Day 9 Edison

Edison explains his phonograph:
Your words are preserved in tinfoil and will come back upon the application of the instrument years after you are dead in exactly the same tone of voice you spoke them in…This tongueless, toothless instrument, without larynx or pharynx, dumb voiceless matter, nevertheless mimics your tones, speaks with your voice, utters your words and centuries after you have crumbled into dust, will repeat…every fond fancy, every vain word that you chose to whisper against this iron diaphragm.

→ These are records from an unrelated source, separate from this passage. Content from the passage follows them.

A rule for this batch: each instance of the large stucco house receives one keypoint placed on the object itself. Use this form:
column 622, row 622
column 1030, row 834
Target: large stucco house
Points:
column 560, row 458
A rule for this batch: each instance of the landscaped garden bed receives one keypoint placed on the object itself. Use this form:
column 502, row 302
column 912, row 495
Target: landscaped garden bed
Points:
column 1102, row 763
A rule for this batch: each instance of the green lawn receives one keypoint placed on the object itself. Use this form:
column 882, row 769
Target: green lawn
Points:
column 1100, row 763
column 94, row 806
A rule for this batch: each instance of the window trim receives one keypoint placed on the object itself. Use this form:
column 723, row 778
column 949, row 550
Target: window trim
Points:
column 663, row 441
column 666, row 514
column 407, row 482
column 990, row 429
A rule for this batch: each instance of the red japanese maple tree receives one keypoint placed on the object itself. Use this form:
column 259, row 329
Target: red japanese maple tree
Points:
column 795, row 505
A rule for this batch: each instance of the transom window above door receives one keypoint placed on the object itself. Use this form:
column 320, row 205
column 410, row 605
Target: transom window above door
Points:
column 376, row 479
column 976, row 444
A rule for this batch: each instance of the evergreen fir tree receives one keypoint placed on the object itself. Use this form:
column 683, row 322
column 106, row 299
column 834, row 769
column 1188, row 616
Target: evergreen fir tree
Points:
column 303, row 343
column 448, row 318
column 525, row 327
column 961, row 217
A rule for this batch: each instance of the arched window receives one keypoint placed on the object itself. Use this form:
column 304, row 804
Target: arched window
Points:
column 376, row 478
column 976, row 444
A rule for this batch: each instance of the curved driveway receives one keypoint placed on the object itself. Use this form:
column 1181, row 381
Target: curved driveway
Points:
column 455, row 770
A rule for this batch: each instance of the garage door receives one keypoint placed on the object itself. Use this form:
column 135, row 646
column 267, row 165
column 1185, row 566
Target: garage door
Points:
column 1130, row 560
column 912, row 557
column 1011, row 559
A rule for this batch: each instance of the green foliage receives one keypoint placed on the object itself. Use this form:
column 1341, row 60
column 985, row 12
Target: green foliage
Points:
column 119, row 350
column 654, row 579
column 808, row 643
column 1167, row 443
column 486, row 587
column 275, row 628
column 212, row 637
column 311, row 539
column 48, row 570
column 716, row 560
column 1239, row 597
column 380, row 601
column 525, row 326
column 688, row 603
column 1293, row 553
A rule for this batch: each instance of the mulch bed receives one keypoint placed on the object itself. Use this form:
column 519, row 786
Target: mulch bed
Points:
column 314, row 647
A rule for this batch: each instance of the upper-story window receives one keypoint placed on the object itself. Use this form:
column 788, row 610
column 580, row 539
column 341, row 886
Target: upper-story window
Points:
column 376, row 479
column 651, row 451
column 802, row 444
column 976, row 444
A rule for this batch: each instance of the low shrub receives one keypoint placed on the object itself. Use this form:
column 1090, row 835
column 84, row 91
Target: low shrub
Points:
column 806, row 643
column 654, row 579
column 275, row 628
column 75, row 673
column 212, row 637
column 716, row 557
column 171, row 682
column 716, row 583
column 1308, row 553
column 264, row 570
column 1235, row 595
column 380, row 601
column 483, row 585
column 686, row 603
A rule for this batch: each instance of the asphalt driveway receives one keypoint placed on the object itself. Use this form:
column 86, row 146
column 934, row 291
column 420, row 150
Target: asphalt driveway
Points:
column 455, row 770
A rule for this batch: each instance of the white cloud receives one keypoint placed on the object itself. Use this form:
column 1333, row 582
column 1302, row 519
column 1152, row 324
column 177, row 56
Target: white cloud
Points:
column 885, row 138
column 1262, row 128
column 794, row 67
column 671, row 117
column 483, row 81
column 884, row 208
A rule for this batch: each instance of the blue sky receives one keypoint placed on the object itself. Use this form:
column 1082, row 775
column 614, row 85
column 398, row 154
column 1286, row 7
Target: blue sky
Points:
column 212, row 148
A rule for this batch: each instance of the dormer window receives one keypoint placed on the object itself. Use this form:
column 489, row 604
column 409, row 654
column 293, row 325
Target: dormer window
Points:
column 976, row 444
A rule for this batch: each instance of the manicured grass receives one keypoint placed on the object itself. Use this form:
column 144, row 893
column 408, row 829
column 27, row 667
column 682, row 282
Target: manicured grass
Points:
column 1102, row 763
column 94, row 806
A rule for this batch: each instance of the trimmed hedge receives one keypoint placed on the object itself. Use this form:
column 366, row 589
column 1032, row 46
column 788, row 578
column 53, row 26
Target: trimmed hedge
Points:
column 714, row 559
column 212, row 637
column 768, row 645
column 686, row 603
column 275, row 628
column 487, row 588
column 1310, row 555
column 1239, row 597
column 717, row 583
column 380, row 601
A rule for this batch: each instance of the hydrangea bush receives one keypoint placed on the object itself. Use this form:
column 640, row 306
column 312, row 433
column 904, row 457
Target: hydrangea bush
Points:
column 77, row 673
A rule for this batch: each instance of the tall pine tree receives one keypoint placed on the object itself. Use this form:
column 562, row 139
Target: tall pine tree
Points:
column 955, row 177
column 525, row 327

–From Dept. of Speculation by Jenny Offill

Calling Edison, because the lights went out
in the storm, batteries run down on every
contraption we fancy to keep us current
and a paucity of candles, oil lamps
sold at a garage sale years ago after we
lived through Y2K, and ourselves with
naught but a match and the gas burner
lit for coffee -at least that, and the sun
coming up on another uncertain day,
glorious glistening green, there’s that,
and your voice uttering your words recalling
your tinfoil laughter before sleep, can we capture
this in the absence of workable equipment,
our insular half acre world, this time and place,
like other times and places in the story
of humankind, when the air was electric
(as always) with a possible future,
a probable disaster, and the sound of singing
from windowsills, kisses and coughs, thunder
in the distance, the wind in the trees.